Principal
Investigator: Dr. Frank Davis
Funding agency:
US Department of the Interior - US Geological Survey
Project period: October 1, 1997 to October 1, 1999
Project Summary
This project
addresses needs identified through the Natural Community Conservation
Planning Program relating to the maintenance of coastal sage scrub
communities in southern California. With colleagues at UCSD and
Riverside, this project will address inventory and monitoring,
species persistence/demographics, exotic and invasive species,
and reserve design/biogeography/landscape processes, historical
land use/succession. Historic plot data will be combined with
contemporary data from resampled plots, information derived from
historic and contemporary air photos, and data from soils and
climate maps in a geographic analysis of external and environmental
influences on coastal sage scrub preserves. Methods of plant community
ecology, geographic information systems, and landscape ecology
will be combined to identify predominant factors arising in the
surrounding landscape that drive dynamics of key species in NCCP
natural areas.

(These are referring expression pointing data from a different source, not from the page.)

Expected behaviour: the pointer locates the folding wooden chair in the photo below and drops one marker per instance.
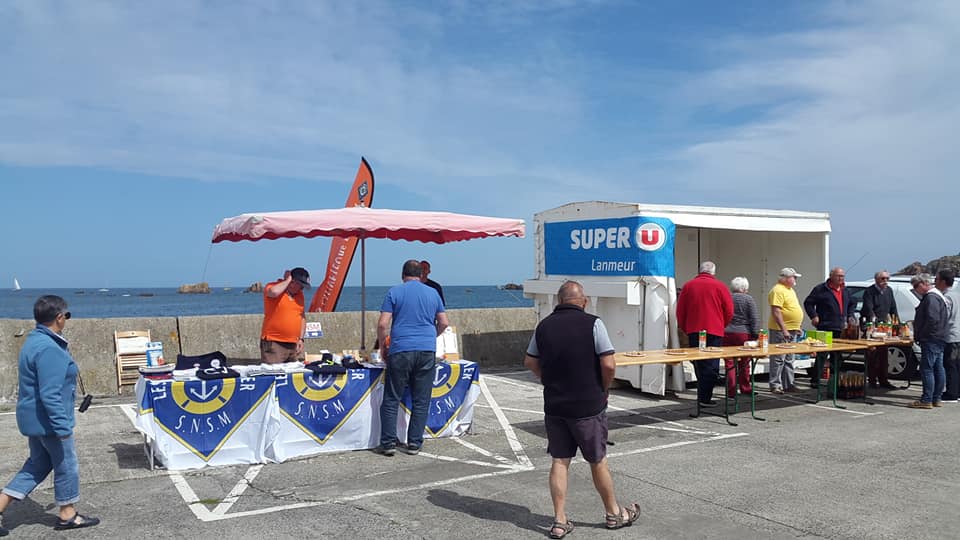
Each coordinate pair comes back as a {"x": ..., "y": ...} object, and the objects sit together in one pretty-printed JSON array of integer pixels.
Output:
[{"x": 131, "y": 347}]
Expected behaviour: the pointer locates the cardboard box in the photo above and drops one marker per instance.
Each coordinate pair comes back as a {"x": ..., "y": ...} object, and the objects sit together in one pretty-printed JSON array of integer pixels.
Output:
[{"x": 155, "y": 353}]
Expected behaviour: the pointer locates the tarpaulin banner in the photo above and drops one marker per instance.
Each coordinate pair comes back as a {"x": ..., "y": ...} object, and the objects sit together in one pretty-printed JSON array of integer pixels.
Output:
[
  {"x": 207, "y": 422},
  {"x": 628, "y": 246},
  {"x": 192, "y": 424}
]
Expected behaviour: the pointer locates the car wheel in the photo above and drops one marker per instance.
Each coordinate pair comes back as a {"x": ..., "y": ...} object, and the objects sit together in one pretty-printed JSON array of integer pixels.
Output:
[{"x": 900, "y": 364}]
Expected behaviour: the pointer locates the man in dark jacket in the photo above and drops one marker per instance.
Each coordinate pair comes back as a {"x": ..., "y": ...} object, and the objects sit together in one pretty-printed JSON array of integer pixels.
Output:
[
  {"x": 930, "y": 330},
  {"x": 830, "y": 308},
  {"x": 879, "y": 306},
  {"x": 571, "y": 354}
]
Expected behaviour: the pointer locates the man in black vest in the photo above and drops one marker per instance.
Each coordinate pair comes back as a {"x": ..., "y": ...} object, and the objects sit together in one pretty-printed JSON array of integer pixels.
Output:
[
  {"x": 879, "y": 306},
  {"x": 570, "y": 352}
]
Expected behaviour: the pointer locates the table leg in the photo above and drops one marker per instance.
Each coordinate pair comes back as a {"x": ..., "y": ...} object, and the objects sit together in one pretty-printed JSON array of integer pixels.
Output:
[
  {"x": 753, "y": 390},
  {"x": 835, "y": 378},
  {"x": 817, "y": 366},
  {"x": 726, "y": 401},
  {"x": 866, "y": 376},
  {"x": 910, "y": 355}
]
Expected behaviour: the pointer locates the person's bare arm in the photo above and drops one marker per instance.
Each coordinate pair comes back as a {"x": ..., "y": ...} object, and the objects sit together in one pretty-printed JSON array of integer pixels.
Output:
[
  {"x": 533, "y": 364},
  {"x": 608, "y": 367},
  {"x": 280, "y": 287},
  {"x": 442, "y": 322}
]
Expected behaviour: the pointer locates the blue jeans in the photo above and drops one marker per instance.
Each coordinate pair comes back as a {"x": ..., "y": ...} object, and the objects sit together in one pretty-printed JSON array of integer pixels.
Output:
[
  {"x": 414, "y": 369},
  {"x": 932, "y": 373},
  {"x": 49, "y": 454}
]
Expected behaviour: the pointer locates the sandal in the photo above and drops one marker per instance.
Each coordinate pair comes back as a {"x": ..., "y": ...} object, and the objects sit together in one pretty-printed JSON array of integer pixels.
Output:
[
  {"x": 78, "y": 521},
  {"x": 565, "y": 529},
  {"x": 617, "y": 521}
]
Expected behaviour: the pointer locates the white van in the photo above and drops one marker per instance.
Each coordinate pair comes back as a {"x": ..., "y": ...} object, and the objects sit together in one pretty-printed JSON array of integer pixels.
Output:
[{"x": 900, "y": 365}]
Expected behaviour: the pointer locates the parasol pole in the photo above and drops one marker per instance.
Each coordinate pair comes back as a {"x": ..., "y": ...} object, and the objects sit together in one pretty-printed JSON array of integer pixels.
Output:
[{"x": 363, "y": 293}]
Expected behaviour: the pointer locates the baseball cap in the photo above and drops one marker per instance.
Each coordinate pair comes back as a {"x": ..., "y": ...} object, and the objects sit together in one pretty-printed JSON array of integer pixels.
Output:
[{"x": 302, "y": 276}]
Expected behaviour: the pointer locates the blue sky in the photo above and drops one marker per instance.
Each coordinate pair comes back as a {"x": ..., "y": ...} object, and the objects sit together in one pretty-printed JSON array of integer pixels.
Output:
[{"x": 128, "y": 130}]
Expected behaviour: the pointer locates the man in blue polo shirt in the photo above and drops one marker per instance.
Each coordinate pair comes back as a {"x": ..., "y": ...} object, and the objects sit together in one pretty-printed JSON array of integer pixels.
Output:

Our studies of factors affecting vegetation dynamics
will be combined with UCSD work on animal populations to produce
synthetic conclusions about ecosystem processes, animal-plant
interactions, and effects of vegetation change on animal habitat
value. This analysis will produce specific recommendations that
will help managers develop an integrated approach to managing
the NCCP preserve system for preservation of biological diversity
in the context of the overall landscape.